One of the biggest differences between the two candidates is on the issue of Iraq. While Bob Corker favors staying the same failed course we have been on, Congressman Ford supports staying in Iraq but with new strategies and tactics on the ground.
Those differences were highlighted during a forum the two had earlier this week in Nashville:
Tennessee’s two U.S. Senate candidates offer opposing views on how they would prosecute the Iraq War if they were elected.
In separate speeches and remarks to the Nashville City Club Tuesday, Republican nominee Bob Corker said he would rely “most heavily” on what the troop commanders in Iraq recommend regarding issues like troop levels and is against dividing the country into three ethnic regions.
That came after Democratic nominee Harold Ford Jr. recommended that Iraq be divided into three “ethnic federations” – Shiite, Sunni and Kurd - under one central government. The oil revenues would be split between them, and the U.S. would work as a partner in helping reach an agreement.
Ford also continued his call for Secretary of Defense Donald Rumsfeld to resign.
“If you are looking for a senator who will go and parakeet whatever the president says, I’m not your guy,” Ford told the crowd. “I think we have to pursue another course and the course is pretty simple – you’ve got to decentralize Iraq to unite it.”
In a response to Ford’s “ethnic federation” plan, Corker said the United States “went through a lot of effort” for Iraq to have elections, and he thinks the country should support the Iraqi government while it evolves into “how their vision of the country ought to be.”
“I’m a lot more interested in what they have to say versus candidates who are trying to make news during a political campaign,” Corker said.
On Rumsfeld, Corker has not called for his resignation, instead deferring to President Bush’s wishes.
While Corker would rely on the commanders on the ground to dictate war policy, Ford said that six retired generals returning from Iraq have said Rumsfeld should “be removed.”
“We should move along that path to achieve victory,” Ford said.
The remarks came after the release of parts of the National Intelligence Estimate, a report that notes America is less safe today than it was prior to the Iraq War, according to news stories.
Having not read the report, Ford would not say whether the country is less safe than prior to the invasion of Iraq.

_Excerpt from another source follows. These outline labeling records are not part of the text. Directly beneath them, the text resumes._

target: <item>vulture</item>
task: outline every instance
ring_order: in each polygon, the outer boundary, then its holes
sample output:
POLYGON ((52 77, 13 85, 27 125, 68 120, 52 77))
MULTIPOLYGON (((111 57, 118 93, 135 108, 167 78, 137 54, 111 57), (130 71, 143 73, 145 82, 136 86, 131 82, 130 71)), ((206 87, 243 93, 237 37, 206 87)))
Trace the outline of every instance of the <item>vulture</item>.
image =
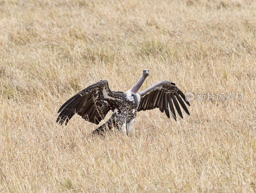
POLYGON ((177 121, 174 107, 180 116, 183 118, 179 103, 187 114, 190 115, 184 102, 188 106, 190 104, 174 83, 163 81, 142 92, 138 92, 149 74, 148 70, 144 70, 142 76, 135 85, 125 93, 112 91, 106 80, 93 84, 64 103, 58 111, 60 114, 56 122, 67 125, 77 113, 87 121, 98 125, 111 110, 113 112, 111 117, 93 133, 102 134, 114 127, 128 135, 133 127, 138 111, 159 108, 169 118, 170 111, 177 121))

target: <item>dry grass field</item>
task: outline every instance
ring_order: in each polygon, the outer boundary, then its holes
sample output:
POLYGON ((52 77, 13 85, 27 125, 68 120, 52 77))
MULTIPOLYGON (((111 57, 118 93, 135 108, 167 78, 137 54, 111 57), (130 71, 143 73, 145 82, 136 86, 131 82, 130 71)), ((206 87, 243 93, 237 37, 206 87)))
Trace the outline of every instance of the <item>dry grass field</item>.
POLYGON ((1 0, 0 191, 254 192, 255 91, 253 0, 1 0), (105 138, 77 115, 56 124, 79 91, 125 91, 146 68, 140 91, 175 82, 191 116, 141 112, 105 138))

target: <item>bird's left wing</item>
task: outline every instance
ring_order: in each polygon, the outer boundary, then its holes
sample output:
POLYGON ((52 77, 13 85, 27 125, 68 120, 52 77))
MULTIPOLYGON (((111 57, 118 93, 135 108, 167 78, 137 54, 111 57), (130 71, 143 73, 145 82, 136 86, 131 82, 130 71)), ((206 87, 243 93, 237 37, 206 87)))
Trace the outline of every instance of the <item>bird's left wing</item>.
MULTIPOLYGON (((112 92, 106 80, 101 80, 85 88, 68 99, 60 108, 56 122, 67 125, 76 113, 86 120, 98 125, 106 117, 111 106, 118 100, 116 92, 112 92), (111 104, 108 101, 112 102, 111 104)), ((112 108, 111 108, 112 107, 112 108)))
POLYGON ((178 114, 183 118, 179 103, 189 115, 188 111, 181 99, 182 98, 187 104, 190 106, 189 103, 184 94, 174 83, 168 81, 163 81, 139 93, 140 96, 140 101, 138 108, 138 111, 150 110, 159 108, 162 112, 164 111, 168 118, 170 118, 168 104, 170 110, 175 120, 176 120, 176 114, 174 111, 173 104, 178 114), (181 98, 180 97, 181 97, 181 98), (178 100, 178 101, 177 101, 178 100), (178 101, 179 103, 178 103, 178 101))

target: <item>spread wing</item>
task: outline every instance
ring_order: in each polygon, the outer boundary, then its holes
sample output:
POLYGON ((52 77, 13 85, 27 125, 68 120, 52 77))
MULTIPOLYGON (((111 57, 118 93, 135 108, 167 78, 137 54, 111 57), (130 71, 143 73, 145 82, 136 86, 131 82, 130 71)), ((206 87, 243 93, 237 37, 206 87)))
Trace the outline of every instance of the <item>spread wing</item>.
POLYGON ((118 100, 118 93, 112 92, 106 80, 101 80, 84 89, 68 99, 60 108, 56 122, 67 125, 76 113, 91 123, 98 125, 111 109, 112 105, 118 100))
POLYGON ((163 81, 159 82, 139 93, 139 94, 140 96, 140 101, 138 111, 159 108, 161 112, 164 112, 164 111, 168 118, 170 118, 168 108, 169 104, 169 109, 172 116, 175 120, 177 120, 173 104, 179 115, 183 119, 179 105, 179 103, 187 114, 190 115, 186 105, 181 99, 182 98, 188 105, 190 106, 185 95, 175 86, 174 83, 170 81, 163 81))

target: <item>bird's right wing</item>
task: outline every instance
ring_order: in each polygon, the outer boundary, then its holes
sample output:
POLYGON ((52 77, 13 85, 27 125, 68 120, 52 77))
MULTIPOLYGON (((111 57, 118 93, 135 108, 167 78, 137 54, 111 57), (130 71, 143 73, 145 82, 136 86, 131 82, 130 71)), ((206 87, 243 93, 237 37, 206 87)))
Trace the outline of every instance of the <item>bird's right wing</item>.
POLYGON ((84 89, 66 102, 58 111, 56 122, 67 125, 76 113, 91 123, 98 125, 111 109, 111 104, 118 100, 118 93, 112 92, 106 80, 101 80, 84 89))
POLYGON ((176 120, 176 114, 174 110, 174 106, 178 114, 182 118, 183 116, 179 105, 178 101, 185 112, 190 115, 183 100, 188 106, 189 103, 185 95, 175 84, 167 81, 163 81, 154 84, 148 89, 139 93, 140 96, 140 101, 138 108, 138 111, 150 110, 155 108, 159 108, 160 111, 164 111, 168 118, 170 118, 168 109, 169 104, 170 110, 175 120, 176 120), (178 100, 178 101, 177 101, 178 100))

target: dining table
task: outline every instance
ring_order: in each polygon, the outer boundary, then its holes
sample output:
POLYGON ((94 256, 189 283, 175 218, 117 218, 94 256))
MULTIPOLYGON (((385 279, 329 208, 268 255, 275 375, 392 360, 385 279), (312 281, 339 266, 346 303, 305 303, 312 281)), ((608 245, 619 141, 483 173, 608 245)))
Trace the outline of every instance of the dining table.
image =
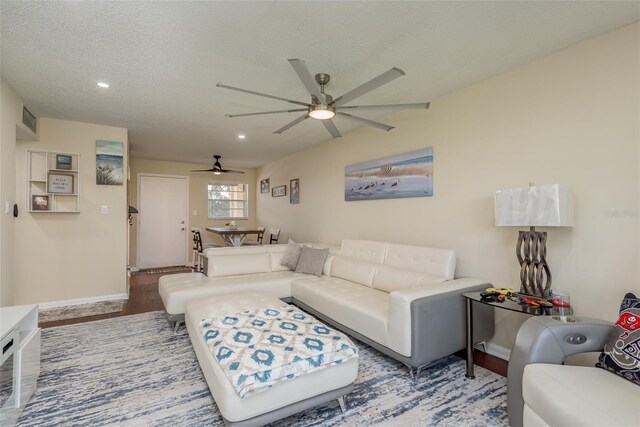
POLYGON ((248 234, 260 234, 264 230, 245 227, 207 227, 207 231, 222 237, 227 246, 242 246, 248 234))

Ford did allow that the intelligence report “cries out for change in tactics on the ground in Iraq right away” and “cries out for a new energy policy” as a result of the United States’ “enormously dangerous addiction” to foreign oil.
Similarly, Corker, waiting to read the report, declined to answer the question regarding U.S. safety.
“I think that most Americans want to make sure that those who go to the Senate and those who are in the House do those things to take on these particular issues … to make sure that we are safe,” Corker said.
The first debate between Corker and Ford is Oct. 7, with the general election set for Nov. 7.
Once again, Corker shows his lack of depth of foreign policy with such bland platitudes when he says 'those decisions rest with the Bush admininstration or the generals.' No specifics. None whatsoever. Just stay the course and let what is currently happening, keep on happening.
Bob is just repeating the talking points that Karl Rove has passed out to all the Republican candidates around the nation.
However, we all know how Bob really feels about the Iraq war:
- "You really don't hear so much about the war in Iraq — it's actually surprising," said Corker. "You all (in the media) are asking about that issue. It's just not an issue that comes up a great deal on the campaign trail."
This race will come down to who has the better ideas to confront the problems that we currently face here at home and abroad. And that is why Bob Corker is going to lose.
He has no record to defend and no vision to fight for.